On the Wednesday of that terrible week, Gabriel slipped from King Saul Boulevard and rode in his motorcade across the West Bank to Amman, where he met with Fareed Barakat, the Anglophile chief of Jordanian intelligence. After an hour of small talk, Gabriel politely requested use of one of the king’s many Gulfstream jets for an operation involving a certain gentleman of Russian persuasion. And Barakat readily agreed, for he loathed the Russians almost as much as Gabriel did. The Butcher of Damascus and his Russian backers had driven several hundred thousand Syrian refugees across the border into Jordan. Fareed Barakat was anxious to return the favor.
“But you won’t make a mess in the cabin, will you? I’ll never hear the end of it. His Majesty is very particular about his planes and his motorcycles.”
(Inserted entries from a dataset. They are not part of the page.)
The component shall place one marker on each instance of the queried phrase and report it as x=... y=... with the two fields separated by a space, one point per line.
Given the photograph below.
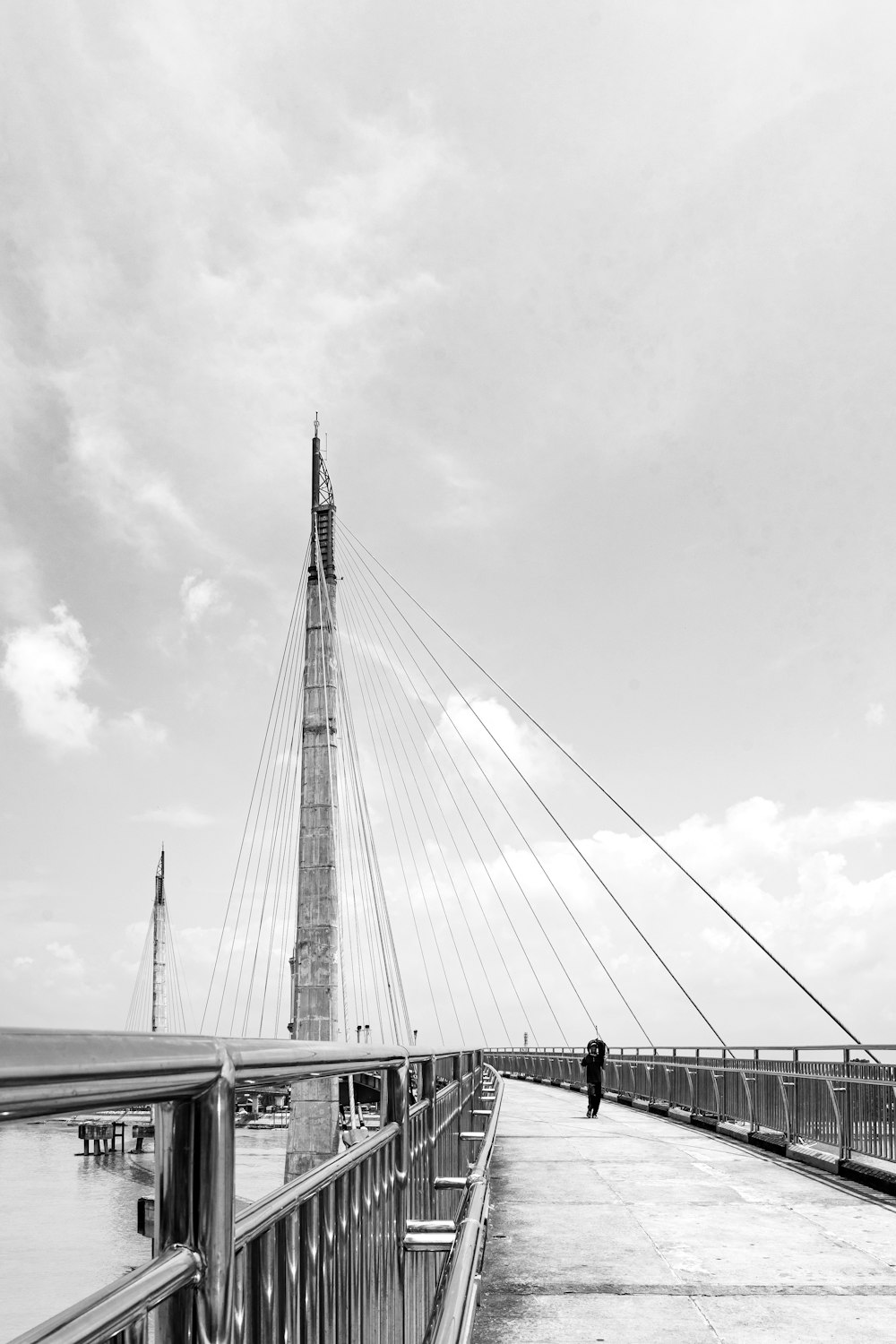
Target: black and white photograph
x=447 y=672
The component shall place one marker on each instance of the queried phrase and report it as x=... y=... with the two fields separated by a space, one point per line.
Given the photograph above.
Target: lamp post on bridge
x=314 y=1124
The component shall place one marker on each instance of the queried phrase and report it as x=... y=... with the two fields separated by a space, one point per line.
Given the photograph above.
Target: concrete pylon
x=314 y=1123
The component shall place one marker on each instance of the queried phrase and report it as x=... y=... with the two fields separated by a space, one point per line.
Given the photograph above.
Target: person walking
x=592 y=1064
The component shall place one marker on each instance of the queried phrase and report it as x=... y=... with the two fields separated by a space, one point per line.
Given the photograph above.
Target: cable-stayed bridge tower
x=314 y=1131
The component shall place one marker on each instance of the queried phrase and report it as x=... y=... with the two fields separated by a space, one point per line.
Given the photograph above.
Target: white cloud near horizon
x=182 y=816
x=43 y=669
x=202 y=597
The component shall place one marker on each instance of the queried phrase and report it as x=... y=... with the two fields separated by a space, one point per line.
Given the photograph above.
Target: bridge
x=720 y=1193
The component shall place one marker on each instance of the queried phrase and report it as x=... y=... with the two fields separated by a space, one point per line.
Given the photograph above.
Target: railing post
x=195 y=1207
x=174 y=1209
x=214 y=1140
x=847 y=1140
x=397 y=1115
x=427 y=1091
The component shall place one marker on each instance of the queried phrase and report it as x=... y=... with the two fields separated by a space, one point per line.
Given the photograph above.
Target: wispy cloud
x=199 y=599
x=180 y=814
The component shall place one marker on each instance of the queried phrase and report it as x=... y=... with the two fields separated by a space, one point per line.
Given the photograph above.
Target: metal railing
x=381 y=1244
x=844 y=1104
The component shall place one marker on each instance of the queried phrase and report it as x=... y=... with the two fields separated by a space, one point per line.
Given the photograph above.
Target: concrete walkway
x=632 y=1228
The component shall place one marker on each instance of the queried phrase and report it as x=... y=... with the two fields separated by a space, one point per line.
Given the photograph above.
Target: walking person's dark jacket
x=592 y=1064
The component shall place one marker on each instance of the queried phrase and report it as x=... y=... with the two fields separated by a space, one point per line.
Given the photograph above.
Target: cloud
x=18 y=583
x=180 y=816
x=201 y=597
x=67 y=960
x=136 y=728
x=43 y=669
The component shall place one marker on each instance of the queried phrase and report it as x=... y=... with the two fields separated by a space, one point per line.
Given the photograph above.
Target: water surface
x=69 y=1223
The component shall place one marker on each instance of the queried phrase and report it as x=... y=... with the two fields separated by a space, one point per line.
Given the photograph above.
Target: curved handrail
x=452 y=1319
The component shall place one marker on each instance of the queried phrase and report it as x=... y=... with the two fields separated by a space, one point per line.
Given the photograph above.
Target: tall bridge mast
x=314 y=1129
x=159 y=952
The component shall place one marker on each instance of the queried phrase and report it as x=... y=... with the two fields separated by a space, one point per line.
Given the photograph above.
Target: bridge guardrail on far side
x=382 y=1242
x=818 y=1104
Gabriel used the aircraft to fly to London, where he briefed Graham Seymour on the current state of the operation. Then he popped into Paris to have a quiet word with Paul Rousseau, the professorial chief of the Alpha Group, an elite counterterrorism unit of the DGSI. Its officers were skilled practitioners in the art of deception, and Paul Rousseau was their undisputed leader and lodestar. Gabriel met him in a safe flat in the twentieth arrondissement. He spent most of the time batting away the smoke of Rousseau’s pipe.
“I wasn’t able to find an exact fit,” the Frenchman said as he handed Gabriel a photograph, “but this one should do.”
“Nationality?”
“The police were never able to determine that.”
“How long has he been—”
“Four months,” said Rousseau. “He’s a bit ripe but not offensive.”